With options (short form):
```bash
website-scraper https://example.com \
    -m 2 \
    -M 5 \
    -w 4 \
    -o results.json \
    -l logs \
    -k
```

Available options:
- `-m, --min-delay`: Minimum delay between requests (seconds)
- `-M, --max-delay`: Maximum delay between requests (seconds)
- `-r, --retries`: Maximum number of retry attempts
- `-w, --workers`: Number of worker processes
- `-l, --log-dir`: Directory to store log files
- `-o, --output`: Output file path for scraped data (JSON)
- `-q, --quiet`: Suppress progress bar
- `-k, --no-verify-ssl`: Disable SSL certificate verification (use with caution)

### Output Handling

The scraper can handle output in two ways:
1. Write to a file (when `-o` or `--output` is specified)
2. Print to stdout (when no output file is specified)

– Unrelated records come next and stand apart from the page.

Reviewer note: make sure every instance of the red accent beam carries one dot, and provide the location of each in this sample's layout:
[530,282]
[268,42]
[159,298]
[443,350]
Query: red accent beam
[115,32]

This allows for flexible usage:
```bash
# Write to file
website-scraper example.com -o results.json

# Pipe to another command
website-scraper example.com | jq .

# Save output using shell redirection
website-scraper example.com > results.json
```

### As a Python Package

```python
from website_scraper import WebScraper

# Initialize the scraper
scraper = WebScraper(
    base_url="https://example.com",
    delay_range=(2, 5),
    max_retries=3,
    log_dir="logs",
    verify_ssl=True  # Set to False to disable SSL verification
)

# Start scraping
data, stats = scraper.scrape(show_progress=True)

# Process results
print(f"Scraped {stats['total_pages_scraped']} pages")
print(f"Processed {stats['total_urls_processed']} URLs")
```

## Output Format

The scraper outputs JSON data in the following format:
```json
{
    "data": {
        "url1": {
            "title": "Page Title",
            "text": "Page Content",
            "meta_description": "Meta Description"
        }
        // ... more URLs
    },
    "stats": {
        "total_pages_scraped": 10,
        "total_urls_processed": 12,
        "failed_urls": 2,
        "start_url": "https://example.com",
        "duration": "5 minutes",
        "success_rate": "83.3%"
    }
}
```

## Development

1. Clone the repository:
   ```bash
   git clone git@github.com:ml-lubich/website-scraper.git
   cd website-scraper
   ```

2. Create a virtual environment:
   ```bash
   python -m venv .venv
   source .venv/bin/activate  # On Windows: .venv\Scripts\activate
   ```

3. Install in development mode:
   ```bash
   pip install -e .
   ```

## Logging

Logs are stored in the specified log directory (default: `logs/`). Two types of log files are generated:
- `[timestamp].log`: Contains INFO level and above messages
- `debug_[timestamp].log`: Contains detailed DEBUG level messages

The logs include:
- Request attempts and responses
- Pages being processed
- Successful scrapes
- Failed attempts
- Progress updates
- Error messages
- Content type detection
- Parser selection

## Error Handling

- Automatic retry mechanism for failed requests
- Graceful handling of SSL certificate issues
- Proper handling of XML vs HTML content
- Rate limiting and timeout handling
- Comprehensive error logging
- All errors are logged but don't stop the scraping process

## Contributing

Contributions are welcome! Please feel free to submit a Pull Request.

## License

This project is licensed under the MIT License - see the LICENSE file for details.